As Taleb often alludes to, in the case of Pandemic, as in the financial crisis, the beneficial role of Federal Government / Monetary policy is not to centralize, thereby creating the environment for much larger potential systemic errors (fragile), but to serve as a support system for more localized governments to tinker and effectuate policy whose potential “smaller” errors can be learned from thereby strengthening the whole (Antifragile).
He believes that Monetary Policy can serve as the Novacaine in unfavorable cycles but should not be confused for the necessary “tooth extraction”. You cannot “fix” a rotten tooth by simply using limitless novacaine.

This is the way it starts. This mess is widespread, not a single riot in a single city. First it’s chaotic. But, give it time. The chaos and pain often births change. Without some relief, given more time, some leaders will step-up. They may organize those with bad behavior (and others) into a power to advance some leaders twisted agenda. Think of Hitler and others…

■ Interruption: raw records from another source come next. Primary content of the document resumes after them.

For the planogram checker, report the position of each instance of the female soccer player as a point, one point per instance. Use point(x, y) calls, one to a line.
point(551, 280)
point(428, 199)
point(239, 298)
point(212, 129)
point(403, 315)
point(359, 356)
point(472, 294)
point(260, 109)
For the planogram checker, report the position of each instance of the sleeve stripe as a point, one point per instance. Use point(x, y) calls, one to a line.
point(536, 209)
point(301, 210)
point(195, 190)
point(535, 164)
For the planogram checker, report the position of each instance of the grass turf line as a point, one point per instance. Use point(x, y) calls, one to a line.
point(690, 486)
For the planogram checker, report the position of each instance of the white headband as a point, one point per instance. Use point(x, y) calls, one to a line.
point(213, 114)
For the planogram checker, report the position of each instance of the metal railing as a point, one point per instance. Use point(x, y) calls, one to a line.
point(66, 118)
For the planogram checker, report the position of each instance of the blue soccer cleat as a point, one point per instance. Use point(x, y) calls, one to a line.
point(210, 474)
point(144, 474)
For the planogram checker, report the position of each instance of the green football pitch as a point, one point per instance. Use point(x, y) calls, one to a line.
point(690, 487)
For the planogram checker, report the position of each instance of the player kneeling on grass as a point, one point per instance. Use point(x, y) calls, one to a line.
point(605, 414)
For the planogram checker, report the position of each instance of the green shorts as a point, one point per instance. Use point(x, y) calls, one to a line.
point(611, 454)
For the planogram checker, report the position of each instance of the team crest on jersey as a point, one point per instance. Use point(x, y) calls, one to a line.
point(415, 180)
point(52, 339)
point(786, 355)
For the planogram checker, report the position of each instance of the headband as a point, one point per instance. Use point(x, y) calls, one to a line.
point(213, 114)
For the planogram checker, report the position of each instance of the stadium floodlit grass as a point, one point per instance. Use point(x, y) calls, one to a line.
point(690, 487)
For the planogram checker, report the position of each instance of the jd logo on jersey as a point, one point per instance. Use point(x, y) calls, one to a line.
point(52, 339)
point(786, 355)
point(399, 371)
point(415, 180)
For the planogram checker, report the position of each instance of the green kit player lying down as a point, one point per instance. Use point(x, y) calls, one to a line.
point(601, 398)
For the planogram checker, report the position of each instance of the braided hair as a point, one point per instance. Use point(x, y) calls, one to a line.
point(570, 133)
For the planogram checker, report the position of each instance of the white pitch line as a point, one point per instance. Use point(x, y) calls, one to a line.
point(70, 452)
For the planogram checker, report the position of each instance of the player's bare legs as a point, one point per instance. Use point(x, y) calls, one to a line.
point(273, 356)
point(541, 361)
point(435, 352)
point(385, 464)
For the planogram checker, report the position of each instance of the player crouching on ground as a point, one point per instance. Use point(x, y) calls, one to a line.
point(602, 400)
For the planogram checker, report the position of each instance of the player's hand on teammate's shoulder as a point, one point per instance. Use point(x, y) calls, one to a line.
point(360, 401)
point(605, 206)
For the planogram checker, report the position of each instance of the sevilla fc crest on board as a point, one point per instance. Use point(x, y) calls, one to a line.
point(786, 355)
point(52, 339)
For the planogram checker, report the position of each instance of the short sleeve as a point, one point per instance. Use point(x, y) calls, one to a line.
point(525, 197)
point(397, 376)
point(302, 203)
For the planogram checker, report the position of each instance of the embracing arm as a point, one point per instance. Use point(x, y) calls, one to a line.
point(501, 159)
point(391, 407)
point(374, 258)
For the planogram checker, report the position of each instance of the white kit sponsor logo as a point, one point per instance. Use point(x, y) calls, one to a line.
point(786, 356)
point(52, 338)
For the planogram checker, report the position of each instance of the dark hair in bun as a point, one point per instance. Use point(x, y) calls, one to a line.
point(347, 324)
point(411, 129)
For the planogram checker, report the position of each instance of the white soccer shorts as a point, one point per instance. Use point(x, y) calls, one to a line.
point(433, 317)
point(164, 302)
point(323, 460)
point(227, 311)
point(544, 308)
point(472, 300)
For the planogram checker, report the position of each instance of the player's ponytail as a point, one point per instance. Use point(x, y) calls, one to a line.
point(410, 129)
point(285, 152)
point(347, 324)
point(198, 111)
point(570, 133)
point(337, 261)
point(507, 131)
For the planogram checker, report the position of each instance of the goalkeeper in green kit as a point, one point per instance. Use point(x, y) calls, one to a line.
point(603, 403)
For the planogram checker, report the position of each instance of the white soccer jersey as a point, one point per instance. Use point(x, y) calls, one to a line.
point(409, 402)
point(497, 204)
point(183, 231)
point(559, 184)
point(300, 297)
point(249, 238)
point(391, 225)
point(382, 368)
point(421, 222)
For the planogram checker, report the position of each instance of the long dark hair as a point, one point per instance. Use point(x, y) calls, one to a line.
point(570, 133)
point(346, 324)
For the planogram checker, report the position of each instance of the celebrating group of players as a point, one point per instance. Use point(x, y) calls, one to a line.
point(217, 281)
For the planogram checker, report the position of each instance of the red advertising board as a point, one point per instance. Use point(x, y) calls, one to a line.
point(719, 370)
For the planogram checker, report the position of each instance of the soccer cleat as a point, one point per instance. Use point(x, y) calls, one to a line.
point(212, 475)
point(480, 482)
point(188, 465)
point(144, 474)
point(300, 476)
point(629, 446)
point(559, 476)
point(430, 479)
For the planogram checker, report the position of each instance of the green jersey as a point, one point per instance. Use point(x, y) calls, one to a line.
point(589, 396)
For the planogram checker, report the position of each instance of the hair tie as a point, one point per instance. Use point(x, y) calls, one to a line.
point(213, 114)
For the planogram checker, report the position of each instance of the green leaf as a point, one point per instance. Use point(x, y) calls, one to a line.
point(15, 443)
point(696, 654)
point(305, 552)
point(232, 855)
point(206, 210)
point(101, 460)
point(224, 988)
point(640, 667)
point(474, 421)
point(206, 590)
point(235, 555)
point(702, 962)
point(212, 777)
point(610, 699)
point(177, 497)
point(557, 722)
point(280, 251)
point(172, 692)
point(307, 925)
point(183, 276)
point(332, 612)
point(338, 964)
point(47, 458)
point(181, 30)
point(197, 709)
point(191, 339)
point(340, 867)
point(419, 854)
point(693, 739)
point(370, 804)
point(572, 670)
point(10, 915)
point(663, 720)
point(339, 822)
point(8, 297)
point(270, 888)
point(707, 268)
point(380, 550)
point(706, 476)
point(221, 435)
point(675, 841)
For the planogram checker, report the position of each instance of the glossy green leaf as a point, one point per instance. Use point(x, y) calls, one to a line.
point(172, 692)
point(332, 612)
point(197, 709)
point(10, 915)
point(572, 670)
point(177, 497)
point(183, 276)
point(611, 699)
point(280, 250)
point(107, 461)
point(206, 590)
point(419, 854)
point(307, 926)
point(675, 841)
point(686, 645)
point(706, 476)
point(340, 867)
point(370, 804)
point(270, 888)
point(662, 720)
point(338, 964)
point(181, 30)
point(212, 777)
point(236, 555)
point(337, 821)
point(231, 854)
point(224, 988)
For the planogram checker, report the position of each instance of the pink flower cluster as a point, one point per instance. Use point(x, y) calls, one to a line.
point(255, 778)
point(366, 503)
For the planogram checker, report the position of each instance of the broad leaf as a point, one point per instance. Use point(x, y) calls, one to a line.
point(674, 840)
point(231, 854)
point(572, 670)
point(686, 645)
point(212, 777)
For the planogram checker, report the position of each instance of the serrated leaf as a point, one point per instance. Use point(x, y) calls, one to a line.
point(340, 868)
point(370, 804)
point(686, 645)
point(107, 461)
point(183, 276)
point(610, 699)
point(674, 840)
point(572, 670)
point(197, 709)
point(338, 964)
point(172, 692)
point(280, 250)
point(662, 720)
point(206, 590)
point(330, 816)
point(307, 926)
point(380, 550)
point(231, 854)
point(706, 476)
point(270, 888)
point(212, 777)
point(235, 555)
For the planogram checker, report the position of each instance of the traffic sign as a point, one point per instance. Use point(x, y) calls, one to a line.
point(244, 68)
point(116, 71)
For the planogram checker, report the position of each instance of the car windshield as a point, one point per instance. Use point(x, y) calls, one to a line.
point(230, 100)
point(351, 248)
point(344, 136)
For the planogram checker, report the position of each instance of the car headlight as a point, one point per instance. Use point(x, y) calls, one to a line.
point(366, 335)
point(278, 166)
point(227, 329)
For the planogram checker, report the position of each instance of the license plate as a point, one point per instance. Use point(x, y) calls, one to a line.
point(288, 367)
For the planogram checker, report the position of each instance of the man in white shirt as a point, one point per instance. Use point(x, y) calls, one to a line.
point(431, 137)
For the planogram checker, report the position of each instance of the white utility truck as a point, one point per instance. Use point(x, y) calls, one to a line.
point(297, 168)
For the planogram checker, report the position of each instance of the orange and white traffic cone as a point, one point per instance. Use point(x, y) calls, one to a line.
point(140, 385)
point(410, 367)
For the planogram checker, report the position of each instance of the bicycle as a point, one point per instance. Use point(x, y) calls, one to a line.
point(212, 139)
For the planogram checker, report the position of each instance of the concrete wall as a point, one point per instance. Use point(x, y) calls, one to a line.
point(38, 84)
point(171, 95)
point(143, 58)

We may get change. But will it be a change for the better?
For the time being, I enjoy my comfortable spot on the beach, tending to my garden. My plan is to stay out of the line of fire. But then, Sherman did burn a path through the South. I’m sure unrest came to plenty who intended to stay out of the line of fire.
Time for me to go tend to the powdery mildew on my canteloupe’s, zucchini’s, yellow squash and spaghetti squash. It’s all over the garden.
I canned ten jars of dill pickles last night. The second canning of the season. And, I have other vegetables to preserve this afternoon.